Paranoia runs through all these fictions, but do they reflect a genuine popular pessimism about mankind’s future? Skinner detects a certain amount of fashionable gloom.
“At the individual level, one might note that the recent cinematic dystopias are for a reasonably young audience,” he says. “I doubt if many of this audience are overly concerned with genetic manipulation or sustainable technologies, but they do like to see a more anarchic social order where the rules, regulations and hierarchies - at the bottom of which they feel they are stuck - have been re-ordered. In these films, the whole oppressive-seeming nature of society is cast aside and there is room for the rebel, the individual, the unsophisticated or untutored to rise and be influential.”

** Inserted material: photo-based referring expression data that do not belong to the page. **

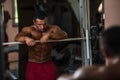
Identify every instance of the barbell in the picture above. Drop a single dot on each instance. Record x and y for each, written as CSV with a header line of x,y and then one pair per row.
x,y
61,40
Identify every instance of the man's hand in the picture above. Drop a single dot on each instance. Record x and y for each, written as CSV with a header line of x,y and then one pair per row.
x,y
30,41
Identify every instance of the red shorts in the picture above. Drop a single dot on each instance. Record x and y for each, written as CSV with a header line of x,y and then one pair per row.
x,y
41,71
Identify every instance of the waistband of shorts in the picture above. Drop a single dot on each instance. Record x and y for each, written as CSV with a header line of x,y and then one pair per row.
x,y
42,61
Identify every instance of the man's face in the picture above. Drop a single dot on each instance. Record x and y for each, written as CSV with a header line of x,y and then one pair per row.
x,y
40,24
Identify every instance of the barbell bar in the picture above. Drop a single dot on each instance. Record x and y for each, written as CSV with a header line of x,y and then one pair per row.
x,y
61,40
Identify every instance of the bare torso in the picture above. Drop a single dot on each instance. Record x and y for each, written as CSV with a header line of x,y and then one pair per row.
x,y
41,51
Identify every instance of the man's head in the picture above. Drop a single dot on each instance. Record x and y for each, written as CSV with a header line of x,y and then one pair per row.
x,y
40,19
110,41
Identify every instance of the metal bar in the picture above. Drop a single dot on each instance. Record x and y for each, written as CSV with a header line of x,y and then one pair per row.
x,y
62,40
2,64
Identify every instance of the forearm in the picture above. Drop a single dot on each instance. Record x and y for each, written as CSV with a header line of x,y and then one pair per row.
x,y
21,37
58,34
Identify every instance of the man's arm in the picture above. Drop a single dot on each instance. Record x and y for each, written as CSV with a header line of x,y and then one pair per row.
x,y
56,33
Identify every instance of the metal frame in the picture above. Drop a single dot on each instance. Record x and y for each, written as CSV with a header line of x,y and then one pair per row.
x,y
2,62
85,32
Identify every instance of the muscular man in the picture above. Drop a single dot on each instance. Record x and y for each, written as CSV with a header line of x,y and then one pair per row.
x,y
110,48
40,65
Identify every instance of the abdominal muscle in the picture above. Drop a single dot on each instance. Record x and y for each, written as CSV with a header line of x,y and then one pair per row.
x,y
40,52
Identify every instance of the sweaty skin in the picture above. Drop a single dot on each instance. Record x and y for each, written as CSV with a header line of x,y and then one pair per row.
x,y
39,52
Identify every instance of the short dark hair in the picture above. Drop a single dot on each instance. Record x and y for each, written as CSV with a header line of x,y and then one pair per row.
x,y
39,15
110,40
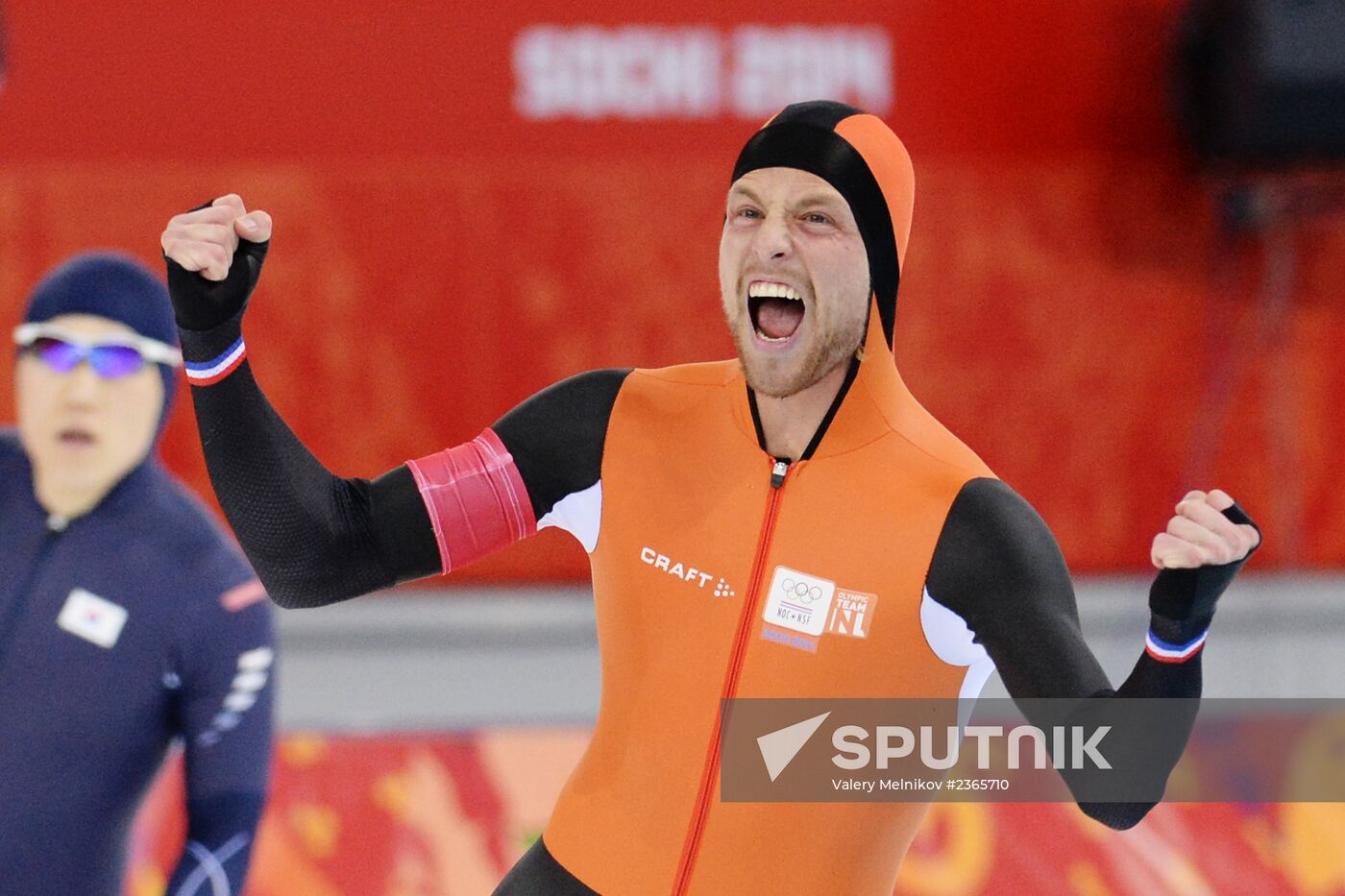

Whether directors Ridley Scott ( Blade Runner and Alien ) or James Cameron ( Terminator and Aliens ) share such a bleak view of the 21st century is debatable. But they both know that dressing everyone in black leather and making wild with the mayhem is big box office. Since 2000, even that barometer of mainstream commercial taste Steven Spielberg, whose early glimpses of the future - Close Encounters and E.T. - were distinctly optimistic, has joined the gloom industry with A.I. and Minority Report . Meanwhile, Kurt Wimmer’s Equilibrium features Christian Bale as a kung fu-fighting Winston Smith figure whose martial-arts prowess blasts Big Brother away.
So how gloomy is the long-term prognosis for fashionable dystopia? Milner is one of a number of academics who believe utopia is on its way back. “In the late 20th century, there was a real utopian revival, associated with anti-racism and the movement for gay rights, feminism, environmentalism and their reconciliation in eco-feminism,” he says. “It found significant aesthetic expression in the science fiction of writers such as Ursula Le Guin, Joanna Russ, Marge Piercy, Samuel Delaney and, more recently, Kim Stanley Robinson and Iain M. Banks.”
At Cambridge, Gareth Stedman Jones, professor of political science and director of the Centre for History and Economics, also believes that utopianism has not been vanquished. “There are various reasons, both good and meretricious, why the utopianisms of the 1790-1920 period broke down and were succeeded by an array of dystopian visions in the second half of the 20th century - mainly distrust of knowledge and science. But I see no reason why this should be our permanent state of mind.”
Nevertheless, there’s no doubt that for the moment dystopia continues to fascinate - and to photograph really well. Maybe in the end, we will have to tire of the black leather trousers before we revise our intellectual perspective.